Un taux d’erreur réduit dans la dernière version

La feuille de route d’IBM promet de fournir à ses clients un ordinateur quantique capable d’exécuter des applications utiles en production d’ici 2029. « On est très confiant », assure M. Jaeger. Le groupe mène des recherches depuis plus 20 ans, tout comme d’autres géants des technologies (Google, Amazon, Microsoft), des laboratoires scientifiques et des dizaines de start-up. La difficulté principale est de réduire le taux d’erreurs des machines déjà développées. Le centre de données doit accueillir d’ici la fin de l’année le système quantique dernier cri d’IBM, appelé Heron. Il permet « un taux d’erreur réduit » et une vitesse de calcul multipliée par 25 par rapport au dernier système développé en 2022, d’après le groupe. « Sur certains aspects comme le développement des qubits supraconducteurs, leur qualité et leur quantité, le système Heron est le plus avancé aujourd’hui », confirme à l’AFP l’expert indépendant Olivier Ezratty.

Google, Amazon et la start-up française Alice&Bob déjà en avance

En outre, IBM s’est constitué le plus grand écosystème d’entreprises et d’institutions « qui testent déjà leurs outils à l’échelle expérimentale », souligne-t-il.

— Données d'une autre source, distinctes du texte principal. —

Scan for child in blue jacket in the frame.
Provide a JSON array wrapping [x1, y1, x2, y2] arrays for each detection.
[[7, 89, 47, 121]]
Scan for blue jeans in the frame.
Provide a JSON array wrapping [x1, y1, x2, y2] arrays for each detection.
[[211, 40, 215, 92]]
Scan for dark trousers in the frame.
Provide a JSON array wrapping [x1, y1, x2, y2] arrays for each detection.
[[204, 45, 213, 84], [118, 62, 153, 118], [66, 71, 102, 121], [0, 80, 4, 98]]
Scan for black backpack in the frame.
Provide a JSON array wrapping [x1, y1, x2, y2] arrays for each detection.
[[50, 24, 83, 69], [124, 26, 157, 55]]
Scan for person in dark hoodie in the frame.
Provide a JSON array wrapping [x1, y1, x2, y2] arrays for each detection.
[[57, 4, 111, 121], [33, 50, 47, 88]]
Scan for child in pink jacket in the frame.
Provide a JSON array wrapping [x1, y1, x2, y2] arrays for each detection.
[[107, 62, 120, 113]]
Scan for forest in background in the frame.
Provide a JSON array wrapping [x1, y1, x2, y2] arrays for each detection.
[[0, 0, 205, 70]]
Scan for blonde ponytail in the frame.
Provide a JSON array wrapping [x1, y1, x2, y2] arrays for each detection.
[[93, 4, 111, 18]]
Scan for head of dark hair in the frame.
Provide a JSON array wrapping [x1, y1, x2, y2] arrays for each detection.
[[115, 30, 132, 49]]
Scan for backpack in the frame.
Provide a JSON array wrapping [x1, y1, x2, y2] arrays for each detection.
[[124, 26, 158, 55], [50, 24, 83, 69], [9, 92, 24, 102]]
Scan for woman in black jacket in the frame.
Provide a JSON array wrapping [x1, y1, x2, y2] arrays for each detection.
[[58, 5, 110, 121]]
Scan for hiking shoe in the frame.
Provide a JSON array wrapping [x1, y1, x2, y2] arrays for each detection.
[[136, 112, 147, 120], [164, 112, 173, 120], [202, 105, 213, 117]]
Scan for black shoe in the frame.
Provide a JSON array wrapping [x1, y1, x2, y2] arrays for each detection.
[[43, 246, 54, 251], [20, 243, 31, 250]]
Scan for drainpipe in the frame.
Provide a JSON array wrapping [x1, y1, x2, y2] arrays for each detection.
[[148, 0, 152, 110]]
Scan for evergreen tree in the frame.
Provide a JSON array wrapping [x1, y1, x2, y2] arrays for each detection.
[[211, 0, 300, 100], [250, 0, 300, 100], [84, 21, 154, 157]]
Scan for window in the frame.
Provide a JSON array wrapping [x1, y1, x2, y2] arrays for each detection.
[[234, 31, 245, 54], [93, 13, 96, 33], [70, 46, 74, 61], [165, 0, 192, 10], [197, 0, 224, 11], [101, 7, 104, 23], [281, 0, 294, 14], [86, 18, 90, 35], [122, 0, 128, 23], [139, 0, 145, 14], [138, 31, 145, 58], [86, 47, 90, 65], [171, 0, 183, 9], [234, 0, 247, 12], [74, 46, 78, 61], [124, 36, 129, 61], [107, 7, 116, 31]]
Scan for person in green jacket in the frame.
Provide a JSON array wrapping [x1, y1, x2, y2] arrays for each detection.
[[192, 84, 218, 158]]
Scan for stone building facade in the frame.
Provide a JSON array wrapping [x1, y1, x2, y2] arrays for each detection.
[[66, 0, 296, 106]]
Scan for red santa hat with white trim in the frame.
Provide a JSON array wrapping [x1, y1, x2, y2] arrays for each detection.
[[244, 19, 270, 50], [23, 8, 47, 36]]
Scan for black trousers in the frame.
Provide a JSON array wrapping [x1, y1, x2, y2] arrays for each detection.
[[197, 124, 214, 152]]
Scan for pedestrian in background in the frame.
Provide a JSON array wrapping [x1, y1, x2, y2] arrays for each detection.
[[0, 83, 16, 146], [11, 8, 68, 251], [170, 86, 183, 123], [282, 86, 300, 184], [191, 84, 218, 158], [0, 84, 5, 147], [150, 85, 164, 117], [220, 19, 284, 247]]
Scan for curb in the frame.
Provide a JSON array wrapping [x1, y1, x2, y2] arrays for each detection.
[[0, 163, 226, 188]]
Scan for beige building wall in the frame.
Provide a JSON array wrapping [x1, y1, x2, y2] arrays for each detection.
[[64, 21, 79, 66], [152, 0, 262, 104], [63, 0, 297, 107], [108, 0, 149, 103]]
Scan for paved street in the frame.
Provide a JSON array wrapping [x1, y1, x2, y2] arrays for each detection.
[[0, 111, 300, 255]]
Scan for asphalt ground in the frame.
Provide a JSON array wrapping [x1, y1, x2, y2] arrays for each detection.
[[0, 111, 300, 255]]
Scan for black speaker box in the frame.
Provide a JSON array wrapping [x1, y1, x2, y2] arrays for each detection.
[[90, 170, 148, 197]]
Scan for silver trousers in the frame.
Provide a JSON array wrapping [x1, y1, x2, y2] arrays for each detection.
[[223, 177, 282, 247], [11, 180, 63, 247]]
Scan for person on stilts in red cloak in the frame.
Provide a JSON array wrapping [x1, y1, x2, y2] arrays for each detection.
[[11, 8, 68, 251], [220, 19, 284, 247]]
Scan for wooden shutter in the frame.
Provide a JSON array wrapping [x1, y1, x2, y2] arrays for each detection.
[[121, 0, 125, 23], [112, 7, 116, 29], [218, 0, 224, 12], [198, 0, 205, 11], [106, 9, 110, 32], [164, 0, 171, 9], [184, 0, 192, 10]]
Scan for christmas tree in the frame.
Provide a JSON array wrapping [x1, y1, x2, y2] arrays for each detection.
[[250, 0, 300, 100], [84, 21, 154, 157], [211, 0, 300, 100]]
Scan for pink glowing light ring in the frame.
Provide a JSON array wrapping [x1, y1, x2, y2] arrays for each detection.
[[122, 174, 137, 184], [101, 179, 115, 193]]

Toutefois, nuance-t-il, « ses qubits sont encore bruités, c’est-à-dire qu’ils ont un taux d’erreurs des opérations trop élevé pour réaliser des calculs utiles à grande échelle. » En face, certains concurrents comme Google, Amazon et la start-up française Alice&Bob ont fait de « grandes avancées », selon lui, en direction des qubits « corrigés » dits « logiques ». « Le futur du calcul quantique, c’est la correction d’erreurs, qui est la seule approche viable », commente Élie Gouzien, physicien chez le concurrent Alice & Bob, qui travaille depuis 2020 sur un ordinateur quantique résistant aux erreurs.